Forget about the Great Depression: then the price of gold was set by decree and hence one cannot compare the movement in the price of gold then to the price of gold now.
On the other hand, Greenspan has shown us the way. He has unequiv- ocally shown he intends to raise the money supply to fend off a recession (depression?) and, if we should continue to face deflationary pressures, it appears very likely that he will continue to increase the money supply.
Ultimately this could lead to very substantial inflation, which in turn could prove to be much more difficult to control since the money would already have been created. Inflation should also cause the gold price to rise and the dollar to fall.
In the short term, then, the question is whether we will see deflation before the inflation kicks in or whether the growth in money supply will circumvent deflation and lead us straight to inflation. Either way, the end result is the same, inflation and that should translate directly into a lower dollar and a higher gold price. Since the market is forward-looking it is also quite possible that, even if we do have deflation within the US, the increase in money supply could put severe downward pressure on the dollar exchange rate and that should lead to a higher US-denominated gold price, in spite of the deflation.
The recent activity in the gold market and the currency markets suggests this may already be happening. Last week (June 11 to 15) the dollar came under pressure and the gold price increased. I believe the gold price is a leading indicator for both inflation and the value of the dollar.

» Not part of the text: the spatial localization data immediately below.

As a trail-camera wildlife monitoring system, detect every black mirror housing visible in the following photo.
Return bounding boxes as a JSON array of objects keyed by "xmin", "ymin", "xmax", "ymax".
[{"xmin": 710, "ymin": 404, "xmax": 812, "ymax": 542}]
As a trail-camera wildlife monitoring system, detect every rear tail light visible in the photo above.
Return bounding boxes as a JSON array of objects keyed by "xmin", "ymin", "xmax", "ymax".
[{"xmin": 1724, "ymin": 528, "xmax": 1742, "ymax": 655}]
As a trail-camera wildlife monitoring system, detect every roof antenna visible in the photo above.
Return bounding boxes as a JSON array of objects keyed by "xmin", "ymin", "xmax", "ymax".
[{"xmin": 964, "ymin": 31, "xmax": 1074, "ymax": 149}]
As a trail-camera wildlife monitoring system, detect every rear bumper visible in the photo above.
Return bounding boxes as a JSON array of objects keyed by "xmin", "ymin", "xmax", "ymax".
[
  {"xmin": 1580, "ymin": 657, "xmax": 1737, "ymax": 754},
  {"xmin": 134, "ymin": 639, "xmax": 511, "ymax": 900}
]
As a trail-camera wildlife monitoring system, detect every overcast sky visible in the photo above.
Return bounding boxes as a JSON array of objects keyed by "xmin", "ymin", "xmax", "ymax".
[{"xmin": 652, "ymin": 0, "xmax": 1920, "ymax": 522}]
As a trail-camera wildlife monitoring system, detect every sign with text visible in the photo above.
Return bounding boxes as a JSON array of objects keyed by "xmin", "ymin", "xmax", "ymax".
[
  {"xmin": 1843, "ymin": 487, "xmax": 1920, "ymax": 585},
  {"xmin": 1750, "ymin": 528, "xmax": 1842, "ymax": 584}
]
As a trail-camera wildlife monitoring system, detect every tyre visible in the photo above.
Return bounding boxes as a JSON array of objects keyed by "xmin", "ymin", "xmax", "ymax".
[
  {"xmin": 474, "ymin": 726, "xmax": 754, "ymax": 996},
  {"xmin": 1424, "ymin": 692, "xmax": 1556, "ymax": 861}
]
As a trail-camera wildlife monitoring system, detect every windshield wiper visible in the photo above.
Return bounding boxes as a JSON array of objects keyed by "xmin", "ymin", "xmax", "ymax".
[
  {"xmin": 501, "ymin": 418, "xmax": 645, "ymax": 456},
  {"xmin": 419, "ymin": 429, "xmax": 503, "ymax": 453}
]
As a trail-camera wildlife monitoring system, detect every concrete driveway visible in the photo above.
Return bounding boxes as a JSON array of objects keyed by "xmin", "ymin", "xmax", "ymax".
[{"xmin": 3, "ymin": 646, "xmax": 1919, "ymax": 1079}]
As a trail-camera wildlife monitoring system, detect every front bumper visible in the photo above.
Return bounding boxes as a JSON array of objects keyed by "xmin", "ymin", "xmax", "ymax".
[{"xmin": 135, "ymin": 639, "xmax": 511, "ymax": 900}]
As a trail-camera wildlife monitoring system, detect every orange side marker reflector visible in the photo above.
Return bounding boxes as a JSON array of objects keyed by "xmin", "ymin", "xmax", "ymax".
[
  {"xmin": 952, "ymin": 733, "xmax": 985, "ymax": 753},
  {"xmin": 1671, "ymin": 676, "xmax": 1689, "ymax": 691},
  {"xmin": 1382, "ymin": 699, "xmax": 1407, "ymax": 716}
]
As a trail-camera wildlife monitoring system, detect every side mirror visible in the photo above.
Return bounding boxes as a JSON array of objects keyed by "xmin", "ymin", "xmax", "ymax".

The gold price is telling us to be very careful of the dollar and, if the gold price rallies without a decline in the dollar, the gold price is likely to fall back again. However, it also appears the dollar is under pressure and one of these days the gold price is going to run and the dollar is going to drop. When that happens, the roof could blow off the top of the gold price.
I expect the dollar could drop as much as 30% and that should cause the gold price to return to about $400 an ounce. Of course, the short position in gold could cause the gold price to spike substantially higher than that.
Another possibility is that the financial markets lose faith in all fiat currencies, as they should have long ago. This could cause the gold price to sustain a price level far in excess of $400 an ounce, since now gold would increase across the spectrum of currencies, not just against the dollar.
The World Gold Council recently published a report that calls for a return to gold-pegged currencies. I could not agree more. I am personally not only in favour of gold-pegged currencies, but favour a return to a strict gold standard so that the meddling politicians won’t have the power to defraud us with fiat money.
Capitalism is not to blame for the rich getting richer and the poor getting poorer it is inflation. Rich people have excess capital to invest in real assets that protect them against the ravages of inflation. Poor people live from hand to mouth.
The gold market is acting very bullish, although I am biased. Nonetheless, recent activity in the gold market indicates that something is afoot. My guess is that the party in the US is over but the guests haven’t gone home yet.